For me, formal volunteering is a chance to give back by assisting at public programs (as this past Thursday) or in behind the scenes assignments that free up regular staff to do other work. The hallways are much the same–maybe somewhat brighter–but much has changed since I first walked the basement corridors of the National Archives in 1976. Volunteers and Citizen Archivists play a greater role in making records accessible to the public than was possible in the 1970s.

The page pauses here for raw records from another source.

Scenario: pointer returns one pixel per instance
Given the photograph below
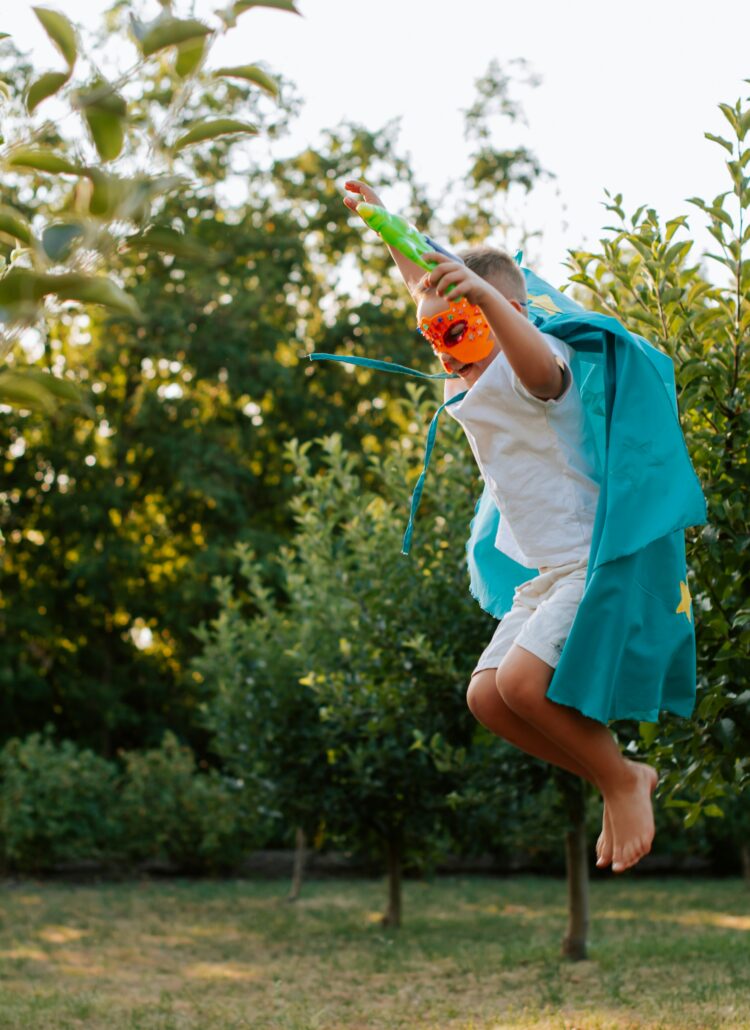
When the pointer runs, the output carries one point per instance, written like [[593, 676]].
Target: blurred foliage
[[62, 804], [159, 294], [170, 812], [347, 699], [57, 803], [89, 160]]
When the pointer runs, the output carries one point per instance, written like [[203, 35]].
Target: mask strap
[[416, 495], [371, 363]]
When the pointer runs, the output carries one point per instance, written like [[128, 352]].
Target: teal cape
[[631, 652]]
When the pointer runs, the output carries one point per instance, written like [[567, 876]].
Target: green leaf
[[242, 5], [251, 73], [42, 161], [722, 142], [210, 130], [166, 240], [730, 115], [106, 131], [22, 288], [60, 31], [104, 110], [39, 391], [190, 56], [19, 391], [45, 86], [93, 289], [58, 239], [171, 32], [13, 224]]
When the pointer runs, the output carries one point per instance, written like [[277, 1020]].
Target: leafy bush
[[58, 803], [171, 812]]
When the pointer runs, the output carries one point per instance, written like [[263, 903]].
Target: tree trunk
[[574, 943], [394, 852], [745, 855], [299, 868]]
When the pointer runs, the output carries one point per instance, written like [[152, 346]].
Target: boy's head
[[501, 271]]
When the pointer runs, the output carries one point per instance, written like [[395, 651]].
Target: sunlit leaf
[[167, 240], [104, 110], [58, 240], [45, 86], [60, 31], [720, 140], [251, 74], [170, 32], [210, 130], [22, 288], [18, 390], [13, 224], [730, 115], [42, 161], [242, 5], [107, 132], [190, 56], [93, 289]]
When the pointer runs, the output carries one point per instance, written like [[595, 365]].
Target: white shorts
[[541, 616]]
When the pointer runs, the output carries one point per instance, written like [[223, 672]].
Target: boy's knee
[[477, 692], [518, 691]]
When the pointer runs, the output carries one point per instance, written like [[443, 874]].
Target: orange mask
[[461, 331]]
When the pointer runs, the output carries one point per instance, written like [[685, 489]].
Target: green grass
[[473, 954]]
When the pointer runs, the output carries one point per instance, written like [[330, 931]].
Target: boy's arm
[[410, 273], [527, 353]]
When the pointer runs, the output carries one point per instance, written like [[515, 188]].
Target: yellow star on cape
[[685, 602], [546, 303]]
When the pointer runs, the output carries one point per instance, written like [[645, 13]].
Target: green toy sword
[[399, 233]]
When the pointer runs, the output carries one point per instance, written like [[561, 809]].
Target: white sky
[[627, 90]]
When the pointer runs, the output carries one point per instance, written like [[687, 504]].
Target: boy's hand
[[465, 282], [366, 194]]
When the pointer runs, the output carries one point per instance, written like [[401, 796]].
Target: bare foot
[[632, 815], [604, 845]]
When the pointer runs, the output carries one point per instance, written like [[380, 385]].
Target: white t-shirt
[[538, 461]]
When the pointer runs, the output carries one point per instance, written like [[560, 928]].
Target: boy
[[522, 417]]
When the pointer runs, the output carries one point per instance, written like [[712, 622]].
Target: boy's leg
[[522, 680], [487, 707]]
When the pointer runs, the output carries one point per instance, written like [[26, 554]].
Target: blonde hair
[[500, 268]]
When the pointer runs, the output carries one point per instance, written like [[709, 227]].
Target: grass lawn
[[473, 954]]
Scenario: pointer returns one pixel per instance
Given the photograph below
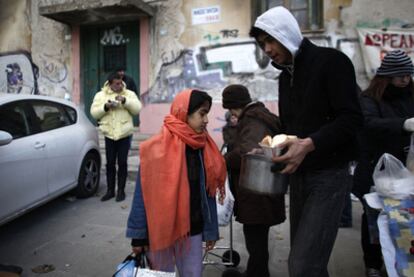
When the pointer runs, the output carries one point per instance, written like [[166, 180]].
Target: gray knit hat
[[396, 63]]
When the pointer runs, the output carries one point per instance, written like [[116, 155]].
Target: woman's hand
[[210, 244], [138, 249]]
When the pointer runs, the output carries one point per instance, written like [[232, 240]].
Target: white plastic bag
[[392, 179], [225, 211], [410, 156]]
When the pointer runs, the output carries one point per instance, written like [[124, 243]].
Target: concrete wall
[[51, 51]]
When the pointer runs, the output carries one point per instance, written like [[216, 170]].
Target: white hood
[[282, 25]]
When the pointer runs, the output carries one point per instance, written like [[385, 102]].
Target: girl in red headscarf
[[174, 206]]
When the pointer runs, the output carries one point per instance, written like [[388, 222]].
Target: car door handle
[[39, 145]]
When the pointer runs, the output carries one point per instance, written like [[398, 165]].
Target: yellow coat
[[116, 123]]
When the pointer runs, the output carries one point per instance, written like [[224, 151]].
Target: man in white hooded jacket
[[318, 103]]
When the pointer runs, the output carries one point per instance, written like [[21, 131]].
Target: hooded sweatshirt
[[317, 93]]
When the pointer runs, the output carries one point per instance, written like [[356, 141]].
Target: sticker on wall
[[205, 15]]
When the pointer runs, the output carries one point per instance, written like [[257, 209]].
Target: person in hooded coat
[[113, 108], [318, 103], [388, 108], [256, 212]]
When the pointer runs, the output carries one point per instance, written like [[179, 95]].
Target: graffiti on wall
[[211, 68], [18, 74], [113, 37], [53, 68], [386, 23]]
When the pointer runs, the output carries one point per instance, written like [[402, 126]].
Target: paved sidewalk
[[86, 237]]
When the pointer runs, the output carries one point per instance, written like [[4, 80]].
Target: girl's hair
[[256, 32], [113, 76], [197, 99], [378, 85]]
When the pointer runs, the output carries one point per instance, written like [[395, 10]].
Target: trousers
[[317, 199], [186, 255]]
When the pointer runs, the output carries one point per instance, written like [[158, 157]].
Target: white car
[[47, 147]]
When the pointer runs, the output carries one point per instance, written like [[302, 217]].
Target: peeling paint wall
[[51, 50], [15, 26], [206, 56], [34, 51]]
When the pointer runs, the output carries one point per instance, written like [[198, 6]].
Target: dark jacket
[[255, 122], [382, 133], [318, 99]]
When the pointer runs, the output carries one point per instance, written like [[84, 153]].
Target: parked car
[[47, 147]]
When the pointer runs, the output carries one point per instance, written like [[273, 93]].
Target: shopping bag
[[145, 271], [410, 156], [392, 179], [225, 211], [128, 268]]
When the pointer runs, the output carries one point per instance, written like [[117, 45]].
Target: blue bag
[[128, 268]]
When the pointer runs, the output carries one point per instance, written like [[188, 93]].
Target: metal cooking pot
[[256, 176]]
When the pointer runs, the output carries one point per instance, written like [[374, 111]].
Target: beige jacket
[[115, 123]]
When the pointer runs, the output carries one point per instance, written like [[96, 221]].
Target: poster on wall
[[375, 43], [205, 15]]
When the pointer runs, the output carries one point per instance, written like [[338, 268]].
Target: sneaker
[[120, 196], [372, 272], [108, 195]]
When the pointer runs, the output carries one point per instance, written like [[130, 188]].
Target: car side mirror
[[5, 138]]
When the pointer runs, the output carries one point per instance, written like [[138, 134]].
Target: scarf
[[164, 178]]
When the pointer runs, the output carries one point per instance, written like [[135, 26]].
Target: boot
[[109, 194], [110, 180], [122, 175], [120, 196]]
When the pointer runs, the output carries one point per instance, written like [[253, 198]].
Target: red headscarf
[[164, 177]]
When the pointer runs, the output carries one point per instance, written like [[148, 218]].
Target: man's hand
[[120, 98], [297, 151], [255, 151], [138, 249], [210, 245]]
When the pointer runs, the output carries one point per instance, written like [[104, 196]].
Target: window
[[51, 115], [13, 120], [72, 114], [114, 57], [309, 13]]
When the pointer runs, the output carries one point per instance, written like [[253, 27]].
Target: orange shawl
[[164, 178]]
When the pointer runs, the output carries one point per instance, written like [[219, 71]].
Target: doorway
[[104, 49]]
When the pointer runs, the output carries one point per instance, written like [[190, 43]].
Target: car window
[[13, 120], [72, 114], [51, 115]]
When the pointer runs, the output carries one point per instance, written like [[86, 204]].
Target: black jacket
[[382, 133], [318, 99]]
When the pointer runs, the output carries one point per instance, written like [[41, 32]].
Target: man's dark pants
[[117, 150], [257, 237], [316, 202]]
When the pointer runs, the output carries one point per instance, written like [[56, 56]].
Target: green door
[[105, 48]]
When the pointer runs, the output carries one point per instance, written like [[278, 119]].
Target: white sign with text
[[205, 15]]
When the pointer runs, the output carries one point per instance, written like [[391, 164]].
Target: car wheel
[[88, 181]]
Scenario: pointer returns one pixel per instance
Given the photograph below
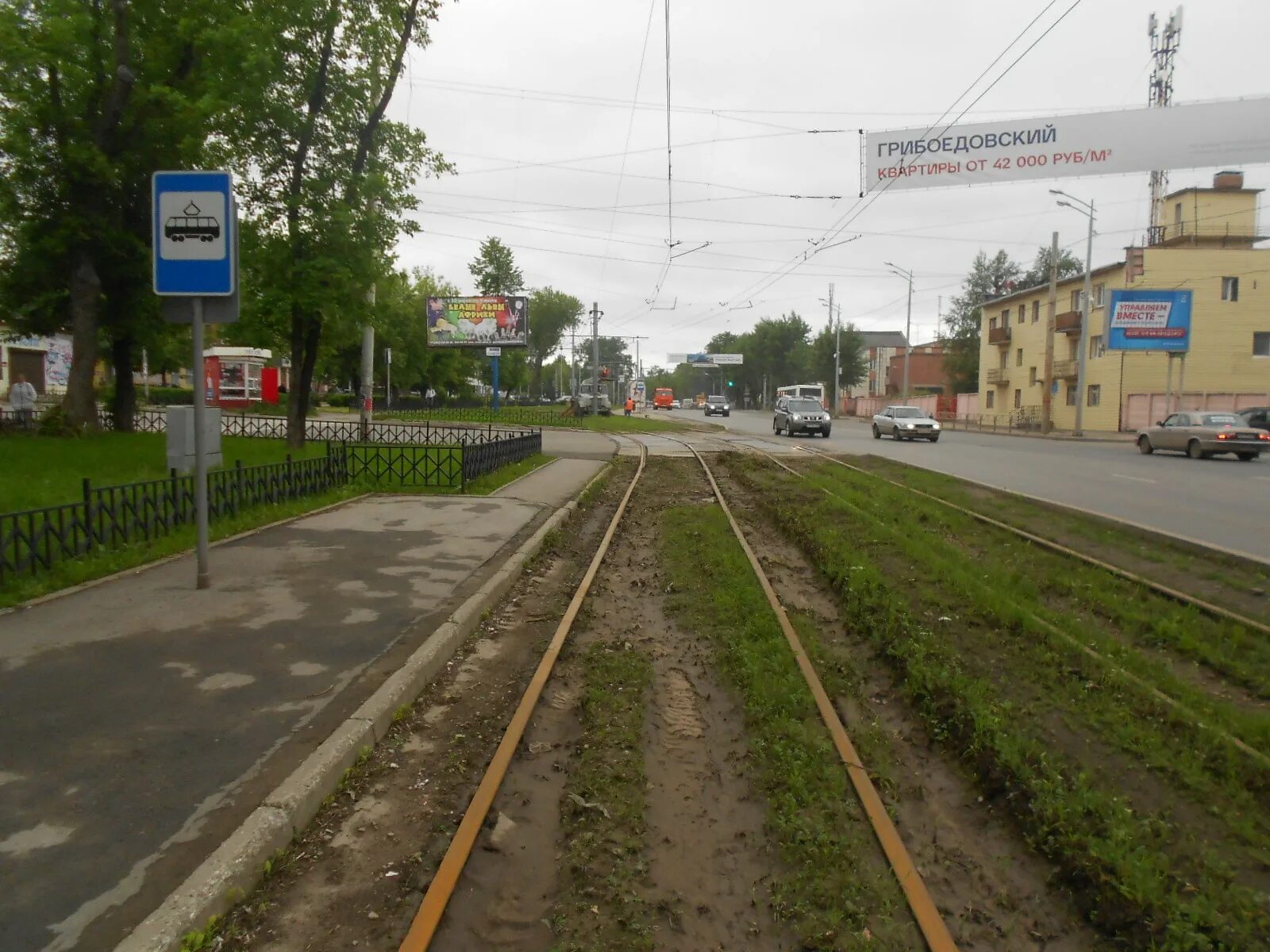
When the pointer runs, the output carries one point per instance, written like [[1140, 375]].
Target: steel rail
[[425, 922]]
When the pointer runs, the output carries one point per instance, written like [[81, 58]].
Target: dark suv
[[1257, 416]]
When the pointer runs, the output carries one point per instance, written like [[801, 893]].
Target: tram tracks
[[429, 919]]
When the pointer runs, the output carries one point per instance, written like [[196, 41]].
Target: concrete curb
[[237, 865]]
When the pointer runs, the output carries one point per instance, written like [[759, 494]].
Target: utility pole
[[595, 359], [368, 389], [908, 321], [1047, 397], [1164, 48]]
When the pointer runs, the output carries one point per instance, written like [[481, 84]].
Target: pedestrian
[[22, 399]]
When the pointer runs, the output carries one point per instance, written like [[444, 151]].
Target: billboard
[[479, 321], [1060, 146], [1149, 321]]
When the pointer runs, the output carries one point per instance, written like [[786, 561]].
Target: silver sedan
[[1203, 435]]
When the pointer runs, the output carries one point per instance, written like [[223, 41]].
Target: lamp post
[[908, 321], [1085, 209]]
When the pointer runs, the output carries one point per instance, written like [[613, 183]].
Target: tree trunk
[[86, 294], [125, 406]]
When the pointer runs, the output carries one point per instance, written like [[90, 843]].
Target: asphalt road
[[1219, 501]]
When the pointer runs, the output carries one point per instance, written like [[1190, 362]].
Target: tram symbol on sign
[[192, 225]]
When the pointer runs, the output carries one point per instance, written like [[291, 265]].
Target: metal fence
[[112, 517], [398, 432]]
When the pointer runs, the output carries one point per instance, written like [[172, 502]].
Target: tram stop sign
[[194, 234]]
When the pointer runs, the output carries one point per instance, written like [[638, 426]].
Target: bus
[[812, 391]]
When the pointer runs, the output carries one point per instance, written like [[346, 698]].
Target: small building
[[44, 361], [238, 378], [926, 374], [880, 346], [1208, 247]]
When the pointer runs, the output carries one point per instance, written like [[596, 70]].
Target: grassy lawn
[[1155, 823], [42, 471]]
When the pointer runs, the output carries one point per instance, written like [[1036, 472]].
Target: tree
[[988, 278], [1068, 264], [95, 97], [495, 270], [552, 314], [327, 177]]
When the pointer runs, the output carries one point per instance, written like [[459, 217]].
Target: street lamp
[[1085, 209], [908, 321]]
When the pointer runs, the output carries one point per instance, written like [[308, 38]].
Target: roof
[[1034, 289], [883, 338]]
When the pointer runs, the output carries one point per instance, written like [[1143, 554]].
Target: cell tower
[[1164, 48]]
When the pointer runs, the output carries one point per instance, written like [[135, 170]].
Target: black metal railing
[[112, 517]]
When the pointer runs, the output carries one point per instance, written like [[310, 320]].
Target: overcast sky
[[533, 102]]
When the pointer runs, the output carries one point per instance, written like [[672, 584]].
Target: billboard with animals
[[495, 321]]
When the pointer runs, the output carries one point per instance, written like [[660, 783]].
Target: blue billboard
[[1149, 321]]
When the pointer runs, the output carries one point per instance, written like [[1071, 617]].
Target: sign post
[[495, 352], [194, 257]]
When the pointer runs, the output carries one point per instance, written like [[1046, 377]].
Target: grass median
[[835, 889], [1156, 823]]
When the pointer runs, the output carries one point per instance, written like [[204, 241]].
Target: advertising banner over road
[[1149, 321], [478, 321], [706, 359], [1064, 146]]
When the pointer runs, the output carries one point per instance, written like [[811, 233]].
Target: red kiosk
[[237, 378]]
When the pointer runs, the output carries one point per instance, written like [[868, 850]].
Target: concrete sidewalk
[[141, 721]]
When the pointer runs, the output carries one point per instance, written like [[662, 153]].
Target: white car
[[906, 423]]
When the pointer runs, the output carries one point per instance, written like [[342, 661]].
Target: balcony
[[999, 336], [1068, 323]]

I also see informal volunteer opportunities for older archivists, librarians, records managers, and historians. For my generation, this increasingly is a time for listening and learning and looking for ways to boost others’ voices. Those voices need not mirror our experiences; in fact, it’s better that they don’t. (Because I’m happy personally in my NARA community, I find joy in seeing the highly diverse and individual ways others find professional happiness and express it IRL or online.)
Shorter version: We need to be challenged and to challenge others and to stop and think about what we’re hearing as we walk around in a wider world beyond our own block or neighborhood.
In recent years, many younger archivists and records managers such as Eira Tansey, Brad Houston, Ashley Stevens, Sam Winn, Stacie Williams, have made their names in newer forums, such as Twitter, blog posts on Medium or WordPress, the SAA Records Management Round Table blog (The Schedule), and in conference and unconference presentations. And in those serendipitous chance hallway encounters that David Ferriero described as a Supervisory Librarian in “Burnout at the Reference Desk”
Others, such as Bergis Jules and Jarrett Drake, have stepped outside the SAA framework to tackle archival silences. And to ask hard questions about inclusion and professional identity. And about risk aversion, avoidance, even seemingly deliberate neglect, in individual and institutional choices that affect archives, records, identity, personhood, history.
Let’s challenge the powers that be where we can. Challenge others to challenge them, as well. To be situationally aware. Sophisticated in our assessments of what we read online. Humble about what we don’t know. And especially for those with the privileges and means and capacity to act to help others, to use our archival power to the extent we can. To reach farther. And not be afraid to dare.